Three Horned, Giraffe-Like Creature Lived 16 Million Years Ago, Found In Spain
A strange extinct three-horned giraffe-like animal was found in Spain. The animals was identified as a palaeomerycid ruminant, known as Xenokeryx amidalae, an extinct giraffe relative from 16 million years ago, according to a study at the Museo Nacional de Ciencias Naturales-CSIC.
Palaeomerycids were a group of unusual three-horned Eurasian Miocene ruminants and were common in Spain and China, (based on fossil findings), where they lived between 11 to 16 million years ago during the Miocene period.
Ruminants are mammals that acquire their nutrients from plants by fermenting it in their stomachs through microbial actions. It is often referred to as the cud or chewing of the cud, where the animal regurgitates it food and chews it again. The cud breaks down the plant matter and allows digestion to take place, this process is called rumination.

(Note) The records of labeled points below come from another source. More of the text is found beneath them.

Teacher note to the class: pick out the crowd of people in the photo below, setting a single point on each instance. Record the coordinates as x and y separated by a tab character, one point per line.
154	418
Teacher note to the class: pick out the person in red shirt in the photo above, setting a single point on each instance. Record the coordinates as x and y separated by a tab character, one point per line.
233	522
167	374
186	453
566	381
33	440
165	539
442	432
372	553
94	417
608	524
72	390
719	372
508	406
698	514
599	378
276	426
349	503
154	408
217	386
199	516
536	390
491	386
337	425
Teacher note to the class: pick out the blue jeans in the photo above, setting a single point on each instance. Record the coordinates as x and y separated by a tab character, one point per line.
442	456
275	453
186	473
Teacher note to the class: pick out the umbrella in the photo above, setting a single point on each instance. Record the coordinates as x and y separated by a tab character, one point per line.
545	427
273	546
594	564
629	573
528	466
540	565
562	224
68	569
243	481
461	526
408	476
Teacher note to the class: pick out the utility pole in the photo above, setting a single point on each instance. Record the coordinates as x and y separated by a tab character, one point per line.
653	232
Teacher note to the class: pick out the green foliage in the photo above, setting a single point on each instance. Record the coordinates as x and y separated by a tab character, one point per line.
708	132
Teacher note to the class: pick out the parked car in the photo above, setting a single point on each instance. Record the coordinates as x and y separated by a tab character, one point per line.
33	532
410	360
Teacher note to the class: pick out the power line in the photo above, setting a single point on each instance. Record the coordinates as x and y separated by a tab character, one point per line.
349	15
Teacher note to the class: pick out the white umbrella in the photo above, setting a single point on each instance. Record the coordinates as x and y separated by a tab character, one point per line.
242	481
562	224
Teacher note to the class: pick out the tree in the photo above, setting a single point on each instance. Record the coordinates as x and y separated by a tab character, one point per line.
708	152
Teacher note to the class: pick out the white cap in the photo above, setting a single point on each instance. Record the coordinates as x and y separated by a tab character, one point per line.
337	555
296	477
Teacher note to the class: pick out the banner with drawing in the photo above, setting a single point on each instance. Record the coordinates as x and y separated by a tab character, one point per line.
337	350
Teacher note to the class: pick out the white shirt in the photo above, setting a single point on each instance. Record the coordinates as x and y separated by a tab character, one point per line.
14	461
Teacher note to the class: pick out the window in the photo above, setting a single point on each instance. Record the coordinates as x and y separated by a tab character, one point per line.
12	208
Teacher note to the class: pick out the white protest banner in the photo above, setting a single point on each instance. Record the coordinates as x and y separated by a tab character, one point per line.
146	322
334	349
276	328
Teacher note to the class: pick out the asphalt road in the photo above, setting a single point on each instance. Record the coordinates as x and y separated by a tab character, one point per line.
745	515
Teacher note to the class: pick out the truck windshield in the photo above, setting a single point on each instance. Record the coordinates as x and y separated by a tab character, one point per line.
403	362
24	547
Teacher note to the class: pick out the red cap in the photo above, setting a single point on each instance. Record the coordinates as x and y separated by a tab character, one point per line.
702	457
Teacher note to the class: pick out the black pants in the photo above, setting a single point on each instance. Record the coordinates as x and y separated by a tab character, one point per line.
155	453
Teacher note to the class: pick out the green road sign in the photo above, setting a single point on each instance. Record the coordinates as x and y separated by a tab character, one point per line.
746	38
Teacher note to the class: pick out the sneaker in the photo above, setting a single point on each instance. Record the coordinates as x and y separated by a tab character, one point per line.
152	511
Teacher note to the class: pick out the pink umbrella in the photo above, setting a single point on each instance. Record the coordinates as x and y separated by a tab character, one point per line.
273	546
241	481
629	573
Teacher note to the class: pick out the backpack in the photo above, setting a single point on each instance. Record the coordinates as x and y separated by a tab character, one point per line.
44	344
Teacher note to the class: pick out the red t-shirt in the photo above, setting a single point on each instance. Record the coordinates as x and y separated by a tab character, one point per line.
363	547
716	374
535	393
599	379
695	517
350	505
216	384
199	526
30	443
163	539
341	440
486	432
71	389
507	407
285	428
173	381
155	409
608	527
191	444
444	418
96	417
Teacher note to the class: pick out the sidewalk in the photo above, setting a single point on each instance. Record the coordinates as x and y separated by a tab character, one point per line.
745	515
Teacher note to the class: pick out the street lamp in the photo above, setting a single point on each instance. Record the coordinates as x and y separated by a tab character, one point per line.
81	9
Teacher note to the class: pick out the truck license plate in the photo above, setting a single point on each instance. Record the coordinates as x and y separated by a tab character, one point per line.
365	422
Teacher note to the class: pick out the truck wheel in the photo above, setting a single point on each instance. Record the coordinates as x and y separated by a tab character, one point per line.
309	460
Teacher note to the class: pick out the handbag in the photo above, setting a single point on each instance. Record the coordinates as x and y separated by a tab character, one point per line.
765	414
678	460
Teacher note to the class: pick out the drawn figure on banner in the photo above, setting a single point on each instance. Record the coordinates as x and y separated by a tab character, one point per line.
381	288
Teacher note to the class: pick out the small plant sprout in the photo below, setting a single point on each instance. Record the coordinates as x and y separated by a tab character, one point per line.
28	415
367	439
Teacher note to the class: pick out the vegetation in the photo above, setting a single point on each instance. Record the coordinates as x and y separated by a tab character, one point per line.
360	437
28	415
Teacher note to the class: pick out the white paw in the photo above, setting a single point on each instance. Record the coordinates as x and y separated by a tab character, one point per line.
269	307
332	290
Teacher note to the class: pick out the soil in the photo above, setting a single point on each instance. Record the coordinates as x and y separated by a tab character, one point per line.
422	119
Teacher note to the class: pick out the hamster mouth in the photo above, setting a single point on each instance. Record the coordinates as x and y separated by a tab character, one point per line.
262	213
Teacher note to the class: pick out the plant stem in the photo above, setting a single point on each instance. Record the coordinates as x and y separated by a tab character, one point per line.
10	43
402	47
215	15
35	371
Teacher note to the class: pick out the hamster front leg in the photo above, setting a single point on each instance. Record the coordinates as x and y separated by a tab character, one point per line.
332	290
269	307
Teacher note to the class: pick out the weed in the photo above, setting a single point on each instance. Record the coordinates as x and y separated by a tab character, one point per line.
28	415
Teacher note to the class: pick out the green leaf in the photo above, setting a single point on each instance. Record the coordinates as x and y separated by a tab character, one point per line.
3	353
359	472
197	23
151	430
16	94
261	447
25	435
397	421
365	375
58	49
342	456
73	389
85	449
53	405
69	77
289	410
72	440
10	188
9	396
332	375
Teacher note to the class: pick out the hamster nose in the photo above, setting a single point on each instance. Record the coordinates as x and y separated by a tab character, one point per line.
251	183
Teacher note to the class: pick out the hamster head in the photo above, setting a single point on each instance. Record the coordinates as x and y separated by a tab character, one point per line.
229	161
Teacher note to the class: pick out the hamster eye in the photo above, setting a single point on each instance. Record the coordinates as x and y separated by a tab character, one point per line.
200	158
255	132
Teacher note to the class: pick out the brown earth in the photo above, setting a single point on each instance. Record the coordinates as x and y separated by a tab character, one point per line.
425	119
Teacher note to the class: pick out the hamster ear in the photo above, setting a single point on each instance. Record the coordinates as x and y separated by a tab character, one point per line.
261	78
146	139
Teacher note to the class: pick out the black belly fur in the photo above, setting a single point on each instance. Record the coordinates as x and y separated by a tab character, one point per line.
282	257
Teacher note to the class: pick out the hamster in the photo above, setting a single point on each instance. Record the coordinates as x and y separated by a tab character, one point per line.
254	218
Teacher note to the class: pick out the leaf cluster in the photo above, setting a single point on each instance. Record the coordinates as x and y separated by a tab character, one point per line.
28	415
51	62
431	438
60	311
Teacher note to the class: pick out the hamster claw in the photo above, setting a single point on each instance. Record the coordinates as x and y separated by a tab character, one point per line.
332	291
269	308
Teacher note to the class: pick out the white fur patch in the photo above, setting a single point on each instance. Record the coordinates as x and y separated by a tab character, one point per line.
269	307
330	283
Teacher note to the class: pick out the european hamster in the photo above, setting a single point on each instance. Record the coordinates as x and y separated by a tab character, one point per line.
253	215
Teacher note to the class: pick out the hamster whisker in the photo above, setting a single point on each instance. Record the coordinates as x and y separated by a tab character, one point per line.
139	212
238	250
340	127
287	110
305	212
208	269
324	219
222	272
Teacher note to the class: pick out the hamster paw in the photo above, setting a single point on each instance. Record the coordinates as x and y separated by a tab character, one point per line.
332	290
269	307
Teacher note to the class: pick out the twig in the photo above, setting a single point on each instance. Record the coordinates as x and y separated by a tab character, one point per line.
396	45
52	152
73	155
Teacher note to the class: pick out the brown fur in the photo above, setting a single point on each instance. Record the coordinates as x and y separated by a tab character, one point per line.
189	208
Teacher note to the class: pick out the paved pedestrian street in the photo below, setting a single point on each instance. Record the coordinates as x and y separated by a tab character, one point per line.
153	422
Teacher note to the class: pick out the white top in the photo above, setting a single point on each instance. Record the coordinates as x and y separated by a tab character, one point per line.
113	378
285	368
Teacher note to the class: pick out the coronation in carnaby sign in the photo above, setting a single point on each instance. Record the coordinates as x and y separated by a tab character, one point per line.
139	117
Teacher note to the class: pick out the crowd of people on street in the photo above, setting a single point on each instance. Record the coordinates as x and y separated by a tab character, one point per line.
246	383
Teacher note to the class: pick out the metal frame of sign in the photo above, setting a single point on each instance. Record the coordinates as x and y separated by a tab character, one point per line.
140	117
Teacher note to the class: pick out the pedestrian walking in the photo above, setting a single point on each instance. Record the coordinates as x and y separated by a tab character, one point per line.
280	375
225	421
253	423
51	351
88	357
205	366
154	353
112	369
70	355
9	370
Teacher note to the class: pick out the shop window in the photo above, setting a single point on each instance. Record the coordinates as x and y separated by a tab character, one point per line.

In their study, the researchers categorized the animal as palaeomerycid based on its evolutionary and ruminant features.
The well-preserved Xenokeryx amidalae fossil had frontal and supra-occipital 't-shaped' cranial attachments, along with dental and postcranial remains, according to the researchers. They found that Eurasian palaeomerycids were not in any way related to North American dromomerycids. They were probably the distant relatives to deer. However, the palaeomerycids clade is related to and contains Giraffa and Triceromeryx.
"Establishing the place of palaeomerycids in the ruminant tree gives us insights into the evolutionary history of the large clade of pecoran ruminants that include giraffes as its only extant survivors and shows us the amazing diversity of an ancient lineage that inhabited both Eurasia and Africa," Israel Sanchez, co-author of the study, said in a news release.
The findings of this study were published in the journal PLOS ONE.